436-Million-Year-Old Scorpion Reveals a Lot About Animals' Migration from Aquatic to Terrestrial Habitats

The ancient scorpion is remarkably similar to today's species.
Loukia Papadopoulos

New research is describing one of the oldest scorpions in the fossil record called Parioscorpio venator and is revealing much about early animals' migration from aquatic to terrestrial habitats. The scorpion is estimated to have lived sometime between 437.5 and 436.5 million years ago.

RELATED: FOR THE FIRST TIME EVER, RESEARCHERS IDENTIFY REDDISH FUR IN 3-MILLION-YEAR-OLD FOSSIL 

Living on both land and sea

The fossils of the scorpion were discovered in Wisconsin back in 1985. They stayed at the University of Wisconsin for 35 years without being studied until paleontologists Loren Babcock from Ohio State University and Andrew Wendruff from Otterbein University acknowledged their importance.

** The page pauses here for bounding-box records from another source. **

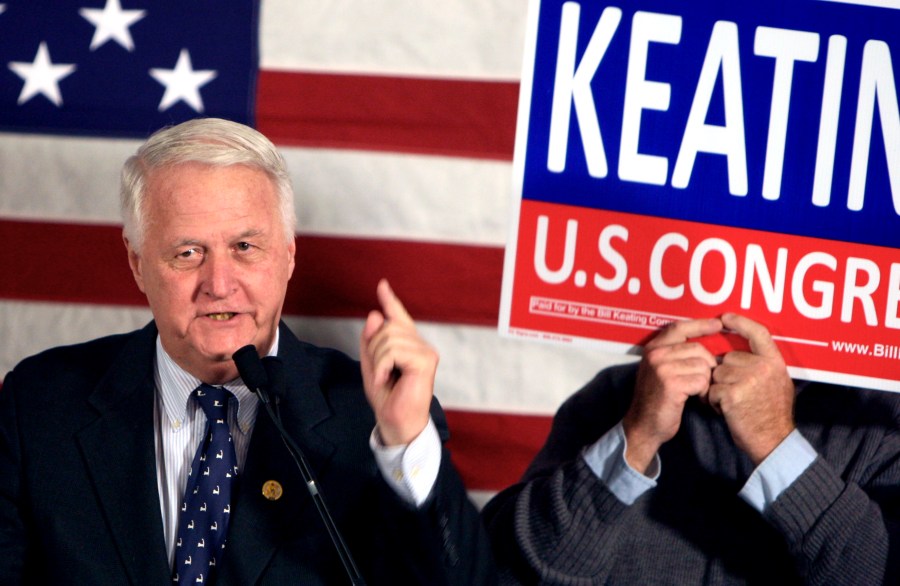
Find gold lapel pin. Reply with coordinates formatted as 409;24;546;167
262;480;284;501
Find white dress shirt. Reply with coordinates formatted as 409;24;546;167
153;330;441;565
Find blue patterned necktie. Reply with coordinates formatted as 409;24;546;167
172;384;237;585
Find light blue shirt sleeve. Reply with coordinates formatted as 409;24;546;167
369;417;441;507
739;429;818;513
582;422;662;505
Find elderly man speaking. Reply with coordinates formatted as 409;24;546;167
0;119;493;585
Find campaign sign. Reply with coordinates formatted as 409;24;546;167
500;0;900;391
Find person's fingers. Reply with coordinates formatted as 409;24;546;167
647;318;722;348
722;313;781;358
376;279;413;325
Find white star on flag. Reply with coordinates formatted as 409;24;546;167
78;0;147;51
9;41;75;107
150;49;217;112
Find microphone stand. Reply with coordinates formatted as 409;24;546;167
233;345;365;586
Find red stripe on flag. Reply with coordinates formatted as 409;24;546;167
256;71;519;161
446;409;553;491
0;220;503;327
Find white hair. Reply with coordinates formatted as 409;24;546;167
119;118;297;250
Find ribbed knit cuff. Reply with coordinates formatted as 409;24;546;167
765;457;845;543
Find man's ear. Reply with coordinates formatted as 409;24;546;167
122;232;145;293
288;238;297;280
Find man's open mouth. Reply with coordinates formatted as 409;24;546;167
206;311;235;321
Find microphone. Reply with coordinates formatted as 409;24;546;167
231;344;365;585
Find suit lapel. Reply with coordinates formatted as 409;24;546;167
77;324;171;584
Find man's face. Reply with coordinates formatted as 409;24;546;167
126;163;295;384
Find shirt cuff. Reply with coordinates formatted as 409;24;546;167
582;423;662;505
739;429;818;513
369;417;441;507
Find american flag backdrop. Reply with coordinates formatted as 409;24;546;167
0;0;625;500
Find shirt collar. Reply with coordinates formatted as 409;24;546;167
154;328;279;432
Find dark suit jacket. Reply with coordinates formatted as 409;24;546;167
0;323;493;585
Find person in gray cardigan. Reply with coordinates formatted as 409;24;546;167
482;314;900;586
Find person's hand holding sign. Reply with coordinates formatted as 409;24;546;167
622;319;722;472
707;313;794;465
360;279;438;446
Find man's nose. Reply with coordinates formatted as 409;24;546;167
202;253;237;299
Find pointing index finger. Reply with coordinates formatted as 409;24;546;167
376;279;413;324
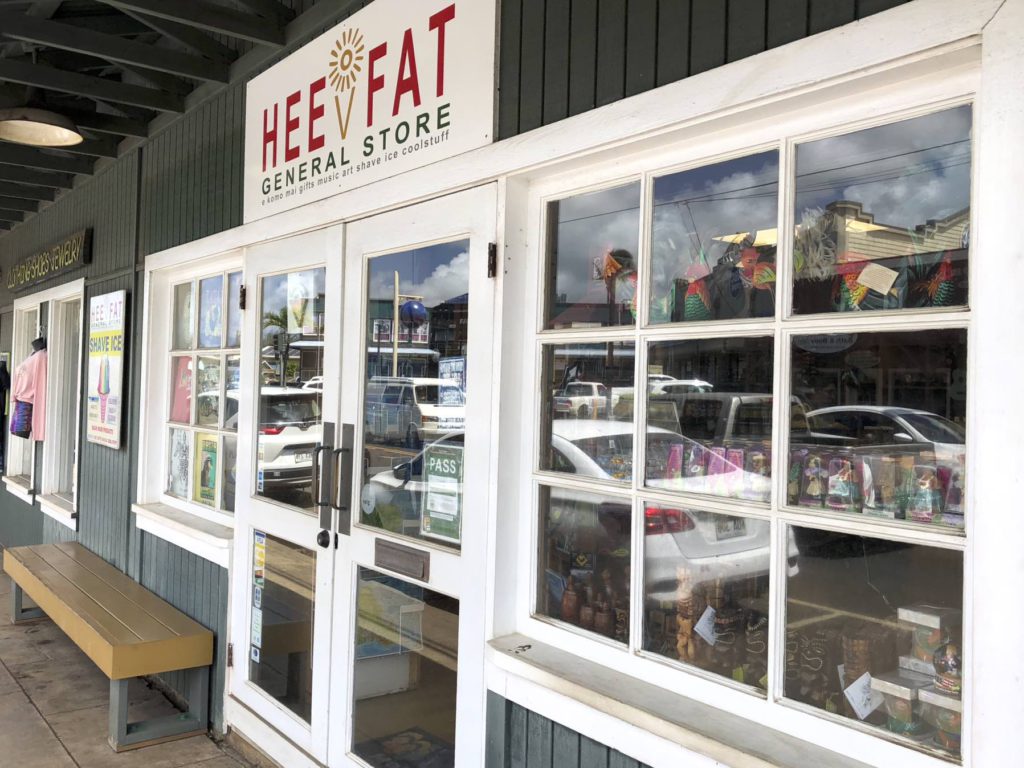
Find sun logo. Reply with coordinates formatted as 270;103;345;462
330;30;364;93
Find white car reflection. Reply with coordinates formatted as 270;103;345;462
361;420;798;601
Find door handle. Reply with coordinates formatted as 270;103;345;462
332;424;355;536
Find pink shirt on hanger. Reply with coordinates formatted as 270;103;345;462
10;349;46;440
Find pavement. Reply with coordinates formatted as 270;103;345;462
0;572;249;768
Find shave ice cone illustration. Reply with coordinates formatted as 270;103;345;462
329;30;365;139
96;354;111;423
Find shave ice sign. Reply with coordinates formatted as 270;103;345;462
245;0;495;221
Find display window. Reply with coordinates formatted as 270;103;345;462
4;280;85;528
524;104;972;759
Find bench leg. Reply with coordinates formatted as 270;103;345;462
10;583;46;624
108;667;210;752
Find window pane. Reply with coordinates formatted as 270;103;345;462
645;338;774;502
788;330;967;528
249;531;316;722
256;267;327;511
545;182;640;328
220;435;239;512
793;105;971;314
199;274;224;349
650;152;778;323
172;283;193;349
352;567;459;768
167;429;191;499
541;342;636;483
193;432;220;507
196;357;220;427
784;528;964;757
170;356;193;424
537;486;633;643
224;272;242;347
360;240;469;546
643;504;771;690
224;354;242;429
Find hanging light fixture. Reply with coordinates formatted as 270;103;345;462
0;106;82;146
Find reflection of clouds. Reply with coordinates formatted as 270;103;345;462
553;183;640;303
370;251;469;308
651;152;778;286
797;105;971;228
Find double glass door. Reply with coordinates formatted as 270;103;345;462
229;185;498;768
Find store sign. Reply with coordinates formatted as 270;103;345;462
245;0;495;221
86;291;127;450
7;229;92;291
420;443;463;544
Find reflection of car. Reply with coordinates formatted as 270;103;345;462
366;377;466;447
257;386;324;492
807;406;967;461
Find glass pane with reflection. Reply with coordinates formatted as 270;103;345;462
360;240;469;546
643;504;770;690
787;330;967;528
248;530;316;722
352;567;459;768
541;342;636;484
545;182;640;329
784;527;967;757
537;486;633;644
650;151;778;324
645;338;770;502
256;267;326;510
793;105;971;314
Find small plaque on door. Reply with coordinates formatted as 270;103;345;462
374;539;430;582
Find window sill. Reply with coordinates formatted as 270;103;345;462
39;494;78;530
488;635;867;768
131;504;234;568
3;475;36;504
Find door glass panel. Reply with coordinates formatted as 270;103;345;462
256;267;326;510
360;241;469;546
352;568;459;768
249;531;316;722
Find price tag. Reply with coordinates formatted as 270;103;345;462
843;672;885;720
857;264;899;296
693;605;718;645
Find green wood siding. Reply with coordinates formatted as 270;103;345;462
497;0;909;139
485;691;648;768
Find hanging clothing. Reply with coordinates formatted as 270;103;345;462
11;349;46;441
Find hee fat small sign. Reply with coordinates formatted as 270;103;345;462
245;0;496;221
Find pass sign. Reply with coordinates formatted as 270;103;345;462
245;0;496;221
420;444;463;544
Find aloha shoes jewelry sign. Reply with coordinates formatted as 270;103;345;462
245;0;495;221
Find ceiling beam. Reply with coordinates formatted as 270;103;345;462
0;59;184;113
103;0;285;47
0;164;75;189
0;196;39;213
59;109;150;138
0;141;96;175
122;8;236;65
0;182;56;203
0;13;227;83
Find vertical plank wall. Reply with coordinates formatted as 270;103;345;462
498;0;909;139
485;691;648;768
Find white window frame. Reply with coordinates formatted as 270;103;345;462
132;249;241;567
4;278;85;530
495;72;980;766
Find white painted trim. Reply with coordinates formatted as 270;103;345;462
37;494;78;530
3;475;36;504
131;504;234;569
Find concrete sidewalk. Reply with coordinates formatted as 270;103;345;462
0;572;248;768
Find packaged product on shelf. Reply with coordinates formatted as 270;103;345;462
871;670;933;738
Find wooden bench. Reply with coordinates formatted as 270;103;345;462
3;544;213;752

Although an aquatic creature, Parioscorpio venator had a unique anatomy that allowed it to also live on land. It is now considered one of the earliest air breathers known to science.

Scorpions are amongst the first animals to transition to terrestrial living. As such, Parioscorpio venator holds clues to what enabled animals to go from sea to land.

The scientists used microscopes and high-resolution imagery to study these fossils in detail and may have found the key to transitioning from marine to land life. Although the early scorpions didn’t have lungs or gills, they did have an hourglass-shaped structure similar to the respiratory systems seen in modern scorpions.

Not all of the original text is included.